Au sein du spectre autistique, il existe une énorme hétérogénéité concernant l'implication des facteurs génétiques dans le développement de l'autisme, le tableau clinique, les résultats et le pronostic. L'étiologie de l'autisme est très complexe et influencée par de nombreux facteurs. Dans la plupart des cas, l'autisme ne peut être lié à aucune condition d'étiologie connue, et on parle alors d'autisme idiopathique. Nous utilisons le terme d'autisme syndromique lorsque l'autisme est associé à une affection d'étiologie connue, comme un chromosome X fragile, une sclérose tubéreuse ou le syndrome de Down. Le risque que le frère ou la soeur d'un enfant atteint d'autisme idiopathique soit atteint d'autisme en soi varie de 3 à 10 %, et si un phénotype autistique plus large est observé, le risque s'élève alors à plus de 18 % (Ozonoff et al., 2011). Les tests génétiques n'indiquent pas un modèle unique d'hérédité dans l'autisme.
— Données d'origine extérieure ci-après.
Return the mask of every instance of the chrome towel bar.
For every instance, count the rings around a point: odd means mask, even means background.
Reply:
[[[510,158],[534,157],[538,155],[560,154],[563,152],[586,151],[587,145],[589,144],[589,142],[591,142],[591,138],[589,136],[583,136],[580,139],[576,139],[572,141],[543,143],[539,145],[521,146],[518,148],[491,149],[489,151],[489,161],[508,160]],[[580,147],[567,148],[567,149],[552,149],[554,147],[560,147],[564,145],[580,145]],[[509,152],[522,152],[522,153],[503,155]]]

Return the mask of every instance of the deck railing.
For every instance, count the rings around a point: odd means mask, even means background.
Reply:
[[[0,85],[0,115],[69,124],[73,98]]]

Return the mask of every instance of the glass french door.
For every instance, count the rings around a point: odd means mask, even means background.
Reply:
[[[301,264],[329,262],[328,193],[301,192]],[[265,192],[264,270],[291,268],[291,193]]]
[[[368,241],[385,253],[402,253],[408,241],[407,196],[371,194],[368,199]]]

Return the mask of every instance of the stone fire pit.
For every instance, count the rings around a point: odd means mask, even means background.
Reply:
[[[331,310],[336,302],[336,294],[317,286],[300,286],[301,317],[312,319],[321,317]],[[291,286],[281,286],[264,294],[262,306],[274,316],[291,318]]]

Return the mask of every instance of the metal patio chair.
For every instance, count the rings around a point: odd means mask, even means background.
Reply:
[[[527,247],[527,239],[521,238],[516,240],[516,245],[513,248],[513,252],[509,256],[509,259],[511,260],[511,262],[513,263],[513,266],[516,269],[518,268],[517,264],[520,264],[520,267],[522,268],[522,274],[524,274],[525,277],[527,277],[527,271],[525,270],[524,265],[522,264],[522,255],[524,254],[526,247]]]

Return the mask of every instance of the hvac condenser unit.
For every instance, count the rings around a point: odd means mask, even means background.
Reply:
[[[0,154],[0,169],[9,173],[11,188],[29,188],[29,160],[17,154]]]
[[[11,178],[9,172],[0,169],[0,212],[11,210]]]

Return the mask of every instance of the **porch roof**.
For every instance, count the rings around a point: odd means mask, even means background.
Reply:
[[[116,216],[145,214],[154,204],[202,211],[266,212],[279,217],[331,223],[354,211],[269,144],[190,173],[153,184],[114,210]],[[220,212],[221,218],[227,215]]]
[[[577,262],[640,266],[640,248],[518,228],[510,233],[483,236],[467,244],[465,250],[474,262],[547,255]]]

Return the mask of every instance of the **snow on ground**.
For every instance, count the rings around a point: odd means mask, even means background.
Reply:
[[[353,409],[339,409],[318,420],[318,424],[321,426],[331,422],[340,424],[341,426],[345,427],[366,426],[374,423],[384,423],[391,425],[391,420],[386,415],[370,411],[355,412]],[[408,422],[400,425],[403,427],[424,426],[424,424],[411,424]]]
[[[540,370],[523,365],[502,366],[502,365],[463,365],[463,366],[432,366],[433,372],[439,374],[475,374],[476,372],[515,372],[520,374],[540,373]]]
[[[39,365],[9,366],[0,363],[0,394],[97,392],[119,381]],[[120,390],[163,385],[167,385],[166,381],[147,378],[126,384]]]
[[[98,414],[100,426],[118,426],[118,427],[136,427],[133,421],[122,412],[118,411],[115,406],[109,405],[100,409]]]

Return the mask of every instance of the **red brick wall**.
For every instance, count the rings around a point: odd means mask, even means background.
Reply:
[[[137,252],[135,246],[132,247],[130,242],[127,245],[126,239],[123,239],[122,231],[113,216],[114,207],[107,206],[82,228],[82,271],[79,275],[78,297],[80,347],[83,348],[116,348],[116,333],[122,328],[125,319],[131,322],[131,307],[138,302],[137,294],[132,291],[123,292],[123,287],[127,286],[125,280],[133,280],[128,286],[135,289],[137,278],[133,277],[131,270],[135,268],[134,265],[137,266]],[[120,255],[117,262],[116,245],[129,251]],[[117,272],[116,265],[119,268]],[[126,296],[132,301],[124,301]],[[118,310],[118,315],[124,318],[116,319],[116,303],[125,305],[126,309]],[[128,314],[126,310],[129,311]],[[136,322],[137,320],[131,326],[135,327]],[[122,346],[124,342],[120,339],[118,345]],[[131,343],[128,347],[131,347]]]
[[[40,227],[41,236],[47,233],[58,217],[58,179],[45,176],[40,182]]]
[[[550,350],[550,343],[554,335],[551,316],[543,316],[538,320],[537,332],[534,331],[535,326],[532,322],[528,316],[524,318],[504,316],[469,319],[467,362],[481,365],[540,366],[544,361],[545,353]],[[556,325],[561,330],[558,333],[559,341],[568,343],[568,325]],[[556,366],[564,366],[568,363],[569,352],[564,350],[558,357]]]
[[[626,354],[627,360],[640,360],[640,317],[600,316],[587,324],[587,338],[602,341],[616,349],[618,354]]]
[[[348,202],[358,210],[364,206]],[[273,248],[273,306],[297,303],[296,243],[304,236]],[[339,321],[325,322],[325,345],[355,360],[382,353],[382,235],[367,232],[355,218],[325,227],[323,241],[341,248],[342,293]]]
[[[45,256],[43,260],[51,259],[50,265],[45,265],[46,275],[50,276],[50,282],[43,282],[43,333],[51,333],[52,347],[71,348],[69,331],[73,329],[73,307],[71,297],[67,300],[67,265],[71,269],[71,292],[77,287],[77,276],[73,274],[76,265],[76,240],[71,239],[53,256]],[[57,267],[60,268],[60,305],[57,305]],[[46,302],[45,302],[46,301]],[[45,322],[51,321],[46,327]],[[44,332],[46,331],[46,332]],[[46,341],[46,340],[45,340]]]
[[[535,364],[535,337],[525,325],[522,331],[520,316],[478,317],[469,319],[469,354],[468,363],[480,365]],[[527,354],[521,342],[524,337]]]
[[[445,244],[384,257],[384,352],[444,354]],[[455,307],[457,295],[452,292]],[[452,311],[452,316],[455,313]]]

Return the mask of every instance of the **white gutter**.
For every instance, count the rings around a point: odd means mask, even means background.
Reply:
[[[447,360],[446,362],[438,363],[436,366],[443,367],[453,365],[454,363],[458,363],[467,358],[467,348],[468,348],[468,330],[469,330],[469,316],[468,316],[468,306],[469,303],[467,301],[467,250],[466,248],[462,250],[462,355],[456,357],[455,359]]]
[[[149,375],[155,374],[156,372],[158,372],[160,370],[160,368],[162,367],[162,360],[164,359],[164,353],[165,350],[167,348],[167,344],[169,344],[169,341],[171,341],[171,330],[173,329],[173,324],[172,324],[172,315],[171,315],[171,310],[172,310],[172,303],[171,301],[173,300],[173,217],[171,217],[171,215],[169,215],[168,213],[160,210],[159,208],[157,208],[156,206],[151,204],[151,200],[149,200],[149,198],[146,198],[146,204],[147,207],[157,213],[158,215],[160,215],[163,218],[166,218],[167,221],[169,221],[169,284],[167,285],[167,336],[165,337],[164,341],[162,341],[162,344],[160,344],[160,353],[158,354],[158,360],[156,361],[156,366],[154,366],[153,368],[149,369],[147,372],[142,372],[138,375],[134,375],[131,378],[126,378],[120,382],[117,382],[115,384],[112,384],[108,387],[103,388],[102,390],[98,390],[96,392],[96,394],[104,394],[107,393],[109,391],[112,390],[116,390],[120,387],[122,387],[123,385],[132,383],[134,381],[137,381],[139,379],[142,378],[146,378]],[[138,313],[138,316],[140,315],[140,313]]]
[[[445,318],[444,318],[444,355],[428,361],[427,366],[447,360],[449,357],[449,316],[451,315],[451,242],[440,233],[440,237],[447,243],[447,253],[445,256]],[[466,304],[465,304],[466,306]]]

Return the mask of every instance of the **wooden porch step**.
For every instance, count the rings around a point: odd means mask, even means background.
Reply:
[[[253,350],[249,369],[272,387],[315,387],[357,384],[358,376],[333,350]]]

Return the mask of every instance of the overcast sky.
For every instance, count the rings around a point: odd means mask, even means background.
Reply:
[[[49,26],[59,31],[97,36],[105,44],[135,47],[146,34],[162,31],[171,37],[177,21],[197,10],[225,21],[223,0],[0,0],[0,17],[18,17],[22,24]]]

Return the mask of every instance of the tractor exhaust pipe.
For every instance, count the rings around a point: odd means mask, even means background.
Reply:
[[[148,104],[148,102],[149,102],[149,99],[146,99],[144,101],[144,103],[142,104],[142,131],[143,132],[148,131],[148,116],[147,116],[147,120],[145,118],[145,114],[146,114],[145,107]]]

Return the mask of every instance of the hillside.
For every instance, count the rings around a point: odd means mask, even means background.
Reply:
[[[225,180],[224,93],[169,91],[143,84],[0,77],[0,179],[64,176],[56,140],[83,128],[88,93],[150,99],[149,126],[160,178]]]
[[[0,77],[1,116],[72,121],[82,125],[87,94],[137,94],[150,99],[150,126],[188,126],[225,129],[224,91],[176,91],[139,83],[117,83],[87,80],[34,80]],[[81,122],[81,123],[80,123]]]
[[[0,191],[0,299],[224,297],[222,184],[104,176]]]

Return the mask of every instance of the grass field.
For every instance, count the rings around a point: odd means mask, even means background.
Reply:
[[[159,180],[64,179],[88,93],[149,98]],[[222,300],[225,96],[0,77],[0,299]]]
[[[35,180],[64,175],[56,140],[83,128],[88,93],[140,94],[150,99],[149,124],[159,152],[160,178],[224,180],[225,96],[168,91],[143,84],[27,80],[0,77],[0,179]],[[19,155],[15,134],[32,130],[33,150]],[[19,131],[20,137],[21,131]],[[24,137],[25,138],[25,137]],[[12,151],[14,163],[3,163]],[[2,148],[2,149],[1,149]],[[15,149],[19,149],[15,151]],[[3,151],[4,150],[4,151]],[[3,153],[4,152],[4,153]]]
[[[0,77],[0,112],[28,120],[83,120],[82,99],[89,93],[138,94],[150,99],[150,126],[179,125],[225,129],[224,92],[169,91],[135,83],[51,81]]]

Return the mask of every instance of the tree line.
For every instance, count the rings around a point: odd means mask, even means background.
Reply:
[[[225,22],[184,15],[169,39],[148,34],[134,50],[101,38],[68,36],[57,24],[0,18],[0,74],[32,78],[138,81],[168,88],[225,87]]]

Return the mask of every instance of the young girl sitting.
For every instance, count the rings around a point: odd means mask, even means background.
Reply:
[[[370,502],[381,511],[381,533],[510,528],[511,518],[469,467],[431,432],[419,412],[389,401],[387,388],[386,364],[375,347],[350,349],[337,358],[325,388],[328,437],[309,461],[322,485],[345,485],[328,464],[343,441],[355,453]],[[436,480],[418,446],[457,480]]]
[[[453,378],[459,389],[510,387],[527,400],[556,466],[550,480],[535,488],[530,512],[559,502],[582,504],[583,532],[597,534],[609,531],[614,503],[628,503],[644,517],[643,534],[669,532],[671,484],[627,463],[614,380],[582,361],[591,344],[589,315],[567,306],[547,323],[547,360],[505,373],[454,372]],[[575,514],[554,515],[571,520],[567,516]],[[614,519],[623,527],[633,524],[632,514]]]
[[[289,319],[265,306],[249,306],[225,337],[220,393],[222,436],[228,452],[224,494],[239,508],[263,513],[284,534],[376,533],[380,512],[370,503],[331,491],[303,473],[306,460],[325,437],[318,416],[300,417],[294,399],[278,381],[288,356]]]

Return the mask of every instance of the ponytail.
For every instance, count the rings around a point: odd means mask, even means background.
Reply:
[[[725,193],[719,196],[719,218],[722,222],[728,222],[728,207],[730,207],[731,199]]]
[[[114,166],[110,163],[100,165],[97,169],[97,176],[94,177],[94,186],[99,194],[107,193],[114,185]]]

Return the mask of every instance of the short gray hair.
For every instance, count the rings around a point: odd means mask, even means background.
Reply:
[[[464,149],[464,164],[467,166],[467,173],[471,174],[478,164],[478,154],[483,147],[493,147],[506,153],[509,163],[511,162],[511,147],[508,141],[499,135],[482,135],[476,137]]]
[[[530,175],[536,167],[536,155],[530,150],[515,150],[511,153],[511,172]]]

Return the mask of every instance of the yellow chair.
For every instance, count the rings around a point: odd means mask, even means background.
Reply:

Si, dans certains cas, l'autisme s'accompagne de conditions monogéniques, diverses formes d'hérédité polygénique sont également signalées. La recherche indique également un certain rôle des mutations de novo, ainsi que l'importance possible des facteurs épigénétiques. Les mécanismes épigénétiques sont des modifications biochimiques de l'ADN ou des histones qui ne modifient pas les séquences d'ADN, mais affectent uniquement l'expression des gènes. Différents facteurs étiologiques peuvent entraîner l'apparition de manifestations phénotypiques identiques ou similaires (Hervás, 2016).